Artifacts and composition

Comparators and transformers run in different phases. Comparators have raw data access; transformers don't. Yet a transformer often needs to reason about content that a comparator parsed — to decide whether a tabular diff is purely a column reorder, or to enrich a node with content-derived tags.

The mechanism that bridges the two phases is typed artifacts. A comparator publishes structured data once; downstream transformers consume it without re-parsing.

The shape of an artifact

An artifact has three pieces:

Piece What it is Example
Format A typed identifier: (package, name, version). Stable across plugin versions. ("binoc", "tabular", 1)
Subject Which side of the diff the data came from: Left, Right, or Both. Left
Bytes An opaque payload encoded per the format's schema. A JSON-serialized TabularData

Comparators publish artifacts on a node. Transformers read them back via data.get_artifact(descriptor).

sequenceDiagram
    participant C as Comparator
    participant Store as Artifact store
    participant T as Transformer
    C->>Store: publish_artifact(format, subject, bytes)
    C->>C: node.with_artifact(descriptor)
    Note over C,T: Compare phase ends, transform phase begins
    T->>Store: get_artifact(descriptor)
    Store-->>T: bytes
    T->>T: decode and operate

The store is filesystem-backed under <data_root>/.artifacts/, which means data written by the host is visible to separately-compiled plugins sharing the same data_root across the C ABI boundary. Artifacts are transient session data — they are not serialized into the changeset JSON.
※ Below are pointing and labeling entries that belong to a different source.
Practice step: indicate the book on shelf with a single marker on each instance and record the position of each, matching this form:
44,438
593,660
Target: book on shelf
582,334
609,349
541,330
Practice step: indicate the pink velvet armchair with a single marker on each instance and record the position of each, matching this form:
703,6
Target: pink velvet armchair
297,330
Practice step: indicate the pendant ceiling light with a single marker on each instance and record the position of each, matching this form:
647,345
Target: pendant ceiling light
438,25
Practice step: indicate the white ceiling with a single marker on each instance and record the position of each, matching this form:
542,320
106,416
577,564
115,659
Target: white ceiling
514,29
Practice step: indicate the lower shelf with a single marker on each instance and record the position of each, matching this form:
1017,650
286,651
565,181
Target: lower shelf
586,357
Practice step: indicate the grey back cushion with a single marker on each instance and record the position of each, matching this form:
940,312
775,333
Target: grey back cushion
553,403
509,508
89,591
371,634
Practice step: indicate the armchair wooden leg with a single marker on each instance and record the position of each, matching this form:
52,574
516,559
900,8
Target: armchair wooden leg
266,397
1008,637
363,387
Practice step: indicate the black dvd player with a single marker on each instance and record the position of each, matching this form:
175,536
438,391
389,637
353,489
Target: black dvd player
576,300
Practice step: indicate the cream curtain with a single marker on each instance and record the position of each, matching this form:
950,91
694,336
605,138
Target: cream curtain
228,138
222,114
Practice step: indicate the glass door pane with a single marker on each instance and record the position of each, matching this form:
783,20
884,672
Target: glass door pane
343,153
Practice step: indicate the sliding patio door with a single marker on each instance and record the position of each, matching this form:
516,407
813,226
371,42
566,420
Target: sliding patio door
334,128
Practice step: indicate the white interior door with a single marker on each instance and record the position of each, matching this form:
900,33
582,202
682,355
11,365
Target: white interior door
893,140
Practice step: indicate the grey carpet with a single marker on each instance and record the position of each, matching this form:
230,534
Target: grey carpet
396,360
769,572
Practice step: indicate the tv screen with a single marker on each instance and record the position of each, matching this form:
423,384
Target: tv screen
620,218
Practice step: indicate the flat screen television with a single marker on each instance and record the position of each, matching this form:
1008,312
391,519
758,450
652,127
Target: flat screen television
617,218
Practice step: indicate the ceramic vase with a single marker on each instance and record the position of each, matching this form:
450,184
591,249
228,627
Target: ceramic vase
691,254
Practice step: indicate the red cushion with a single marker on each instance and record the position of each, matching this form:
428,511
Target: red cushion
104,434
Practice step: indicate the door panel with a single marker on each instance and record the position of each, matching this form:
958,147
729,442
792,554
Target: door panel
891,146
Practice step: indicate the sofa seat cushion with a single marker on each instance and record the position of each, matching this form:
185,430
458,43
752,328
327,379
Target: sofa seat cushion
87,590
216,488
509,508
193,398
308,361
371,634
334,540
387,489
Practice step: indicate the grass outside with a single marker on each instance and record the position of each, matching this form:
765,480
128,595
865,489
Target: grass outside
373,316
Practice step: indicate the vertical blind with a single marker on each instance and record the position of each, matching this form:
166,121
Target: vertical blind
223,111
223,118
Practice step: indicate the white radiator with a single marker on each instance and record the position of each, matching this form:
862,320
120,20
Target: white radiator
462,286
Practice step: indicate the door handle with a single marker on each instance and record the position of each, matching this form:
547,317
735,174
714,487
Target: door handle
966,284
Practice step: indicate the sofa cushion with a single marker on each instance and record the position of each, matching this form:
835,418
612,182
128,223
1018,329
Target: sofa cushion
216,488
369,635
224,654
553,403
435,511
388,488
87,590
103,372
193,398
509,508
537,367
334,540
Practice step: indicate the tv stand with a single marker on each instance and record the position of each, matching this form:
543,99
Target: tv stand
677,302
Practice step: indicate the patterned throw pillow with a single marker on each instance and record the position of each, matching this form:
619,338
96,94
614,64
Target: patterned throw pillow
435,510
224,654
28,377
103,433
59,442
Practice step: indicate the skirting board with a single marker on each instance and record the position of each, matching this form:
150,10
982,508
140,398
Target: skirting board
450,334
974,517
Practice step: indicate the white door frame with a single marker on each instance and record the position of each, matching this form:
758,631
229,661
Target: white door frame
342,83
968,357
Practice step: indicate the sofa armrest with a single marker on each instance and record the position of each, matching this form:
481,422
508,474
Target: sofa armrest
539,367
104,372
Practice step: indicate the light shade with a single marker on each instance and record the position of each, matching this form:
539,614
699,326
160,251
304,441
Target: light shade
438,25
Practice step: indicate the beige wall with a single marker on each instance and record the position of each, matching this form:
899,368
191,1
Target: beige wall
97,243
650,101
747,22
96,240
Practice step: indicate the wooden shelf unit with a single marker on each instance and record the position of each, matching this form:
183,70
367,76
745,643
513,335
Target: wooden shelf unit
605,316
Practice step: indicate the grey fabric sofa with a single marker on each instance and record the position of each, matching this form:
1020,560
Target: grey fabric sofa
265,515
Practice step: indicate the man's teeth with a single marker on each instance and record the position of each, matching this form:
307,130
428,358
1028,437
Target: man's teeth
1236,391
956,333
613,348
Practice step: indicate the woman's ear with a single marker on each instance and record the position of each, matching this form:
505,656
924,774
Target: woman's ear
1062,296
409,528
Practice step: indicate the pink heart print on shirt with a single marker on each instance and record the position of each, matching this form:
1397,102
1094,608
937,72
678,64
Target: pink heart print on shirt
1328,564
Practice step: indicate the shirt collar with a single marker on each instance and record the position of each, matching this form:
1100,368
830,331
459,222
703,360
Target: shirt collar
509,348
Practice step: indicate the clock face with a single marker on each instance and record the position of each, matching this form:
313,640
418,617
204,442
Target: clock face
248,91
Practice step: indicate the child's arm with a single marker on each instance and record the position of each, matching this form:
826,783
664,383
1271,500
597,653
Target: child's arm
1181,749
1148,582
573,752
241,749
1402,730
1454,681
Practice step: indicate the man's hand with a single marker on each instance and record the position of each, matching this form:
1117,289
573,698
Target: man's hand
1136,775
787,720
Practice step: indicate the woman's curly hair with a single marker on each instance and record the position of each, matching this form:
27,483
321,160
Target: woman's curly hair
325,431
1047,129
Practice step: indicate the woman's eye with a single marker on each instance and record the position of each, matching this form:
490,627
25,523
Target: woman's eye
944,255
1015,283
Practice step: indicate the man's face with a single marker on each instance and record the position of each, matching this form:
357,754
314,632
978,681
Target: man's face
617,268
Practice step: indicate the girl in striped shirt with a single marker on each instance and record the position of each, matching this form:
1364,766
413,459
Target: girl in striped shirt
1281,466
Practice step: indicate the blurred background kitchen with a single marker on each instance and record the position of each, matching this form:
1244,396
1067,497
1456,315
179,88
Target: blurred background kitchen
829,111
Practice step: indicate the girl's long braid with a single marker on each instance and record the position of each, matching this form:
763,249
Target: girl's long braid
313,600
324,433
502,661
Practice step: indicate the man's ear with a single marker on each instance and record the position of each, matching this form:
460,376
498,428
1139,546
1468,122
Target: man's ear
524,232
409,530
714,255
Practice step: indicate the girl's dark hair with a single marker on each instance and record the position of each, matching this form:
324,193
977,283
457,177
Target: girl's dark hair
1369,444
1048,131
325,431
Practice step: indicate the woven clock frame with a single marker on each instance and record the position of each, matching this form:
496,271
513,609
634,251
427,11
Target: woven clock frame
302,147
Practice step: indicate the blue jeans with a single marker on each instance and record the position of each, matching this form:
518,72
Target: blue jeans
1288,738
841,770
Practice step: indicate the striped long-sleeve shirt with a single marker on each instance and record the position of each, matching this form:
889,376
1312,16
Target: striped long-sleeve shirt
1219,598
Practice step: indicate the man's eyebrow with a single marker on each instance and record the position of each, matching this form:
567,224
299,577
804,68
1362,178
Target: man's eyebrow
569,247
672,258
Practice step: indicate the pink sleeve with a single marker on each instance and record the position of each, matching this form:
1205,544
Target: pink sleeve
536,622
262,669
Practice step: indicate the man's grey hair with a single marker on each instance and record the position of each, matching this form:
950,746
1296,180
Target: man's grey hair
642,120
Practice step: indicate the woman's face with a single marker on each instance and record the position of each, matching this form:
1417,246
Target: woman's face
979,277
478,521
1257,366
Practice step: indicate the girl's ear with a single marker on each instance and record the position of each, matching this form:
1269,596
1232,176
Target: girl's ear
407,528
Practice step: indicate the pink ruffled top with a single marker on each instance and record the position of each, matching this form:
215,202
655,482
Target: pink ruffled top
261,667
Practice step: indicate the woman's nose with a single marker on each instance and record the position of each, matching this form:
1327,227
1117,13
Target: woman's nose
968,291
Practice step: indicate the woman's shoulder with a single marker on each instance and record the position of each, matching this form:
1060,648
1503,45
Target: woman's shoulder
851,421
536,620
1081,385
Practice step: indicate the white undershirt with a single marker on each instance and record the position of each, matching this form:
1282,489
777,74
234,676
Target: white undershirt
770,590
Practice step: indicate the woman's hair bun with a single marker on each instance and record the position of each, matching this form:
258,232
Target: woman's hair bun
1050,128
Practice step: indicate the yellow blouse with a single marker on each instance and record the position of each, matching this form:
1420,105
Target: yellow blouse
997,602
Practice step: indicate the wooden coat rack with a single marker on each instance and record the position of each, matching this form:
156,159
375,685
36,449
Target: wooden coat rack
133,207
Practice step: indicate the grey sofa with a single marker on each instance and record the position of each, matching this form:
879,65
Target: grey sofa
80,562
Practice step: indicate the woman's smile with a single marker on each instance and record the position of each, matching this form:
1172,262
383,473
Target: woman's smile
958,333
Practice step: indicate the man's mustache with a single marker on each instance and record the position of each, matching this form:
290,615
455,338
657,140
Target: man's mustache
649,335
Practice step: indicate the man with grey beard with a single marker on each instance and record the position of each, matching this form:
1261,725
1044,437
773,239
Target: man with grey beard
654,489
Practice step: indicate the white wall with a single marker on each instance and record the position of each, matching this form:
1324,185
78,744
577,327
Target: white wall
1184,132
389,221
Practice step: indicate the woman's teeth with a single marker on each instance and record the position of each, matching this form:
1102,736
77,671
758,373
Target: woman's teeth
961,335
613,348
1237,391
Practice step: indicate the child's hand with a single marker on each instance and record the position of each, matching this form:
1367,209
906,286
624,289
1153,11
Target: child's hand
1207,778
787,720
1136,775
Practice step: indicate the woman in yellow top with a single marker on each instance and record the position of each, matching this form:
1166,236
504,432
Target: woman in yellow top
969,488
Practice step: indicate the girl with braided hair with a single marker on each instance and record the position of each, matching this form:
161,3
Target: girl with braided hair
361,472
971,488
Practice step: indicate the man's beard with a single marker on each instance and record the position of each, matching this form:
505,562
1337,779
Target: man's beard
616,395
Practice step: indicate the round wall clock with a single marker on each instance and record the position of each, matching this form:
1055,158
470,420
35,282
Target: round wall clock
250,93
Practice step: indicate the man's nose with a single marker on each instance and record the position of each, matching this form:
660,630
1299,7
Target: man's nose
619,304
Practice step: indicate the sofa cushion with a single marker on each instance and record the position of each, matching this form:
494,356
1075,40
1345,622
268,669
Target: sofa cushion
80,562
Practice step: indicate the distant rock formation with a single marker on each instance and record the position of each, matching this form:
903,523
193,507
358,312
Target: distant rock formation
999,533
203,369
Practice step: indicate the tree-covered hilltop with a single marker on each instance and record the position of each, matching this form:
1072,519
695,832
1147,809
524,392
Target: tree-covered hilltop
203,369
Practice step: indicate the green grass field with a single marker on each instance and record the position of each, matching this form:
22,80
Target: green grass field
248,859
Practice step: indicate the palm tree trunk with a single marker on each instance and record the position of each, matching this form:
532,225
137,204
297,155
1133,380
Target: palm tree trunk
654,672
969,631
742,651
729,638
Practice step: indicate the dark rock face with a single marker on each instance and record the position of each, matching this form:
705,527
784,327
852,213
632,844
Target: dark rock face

The thin-comparator pattern

The standard library demonstrates the canonical pattern:

flowchart LR
    CSV[CSV comparator] -->|publishes tabular_v1| A[(artifact)]
    Bare[Bare DiffNode<br/>action: modify<br/>item_type: tabular] --> Tree[(IR)]
    A -.-> TA[TabularAnalyzer transformer]
    Tree --> TA
    TA --> Tree2[Enriched node<br/>+ tags<br/>+ summary<br/>+ details]

The CSV comparator parses the file into a TabularData value, publishes a tabular_v1 artifact, and emits a bare node — action, item type, artifacts, but no tags or summary. Then the format-agnostic TabularAnalyzer transformer reads the artifact and adds all the semantic tags, details, and summary text.

The pay-off: any future comparator that publishes tabular_v1 (a Parquet comparator, an Excel comparator, a pandas-DataFrame-from-Python comparator) gets the entire tabular analysis pipeline for free. The comparator owns parsing; the transformer owns interpretation.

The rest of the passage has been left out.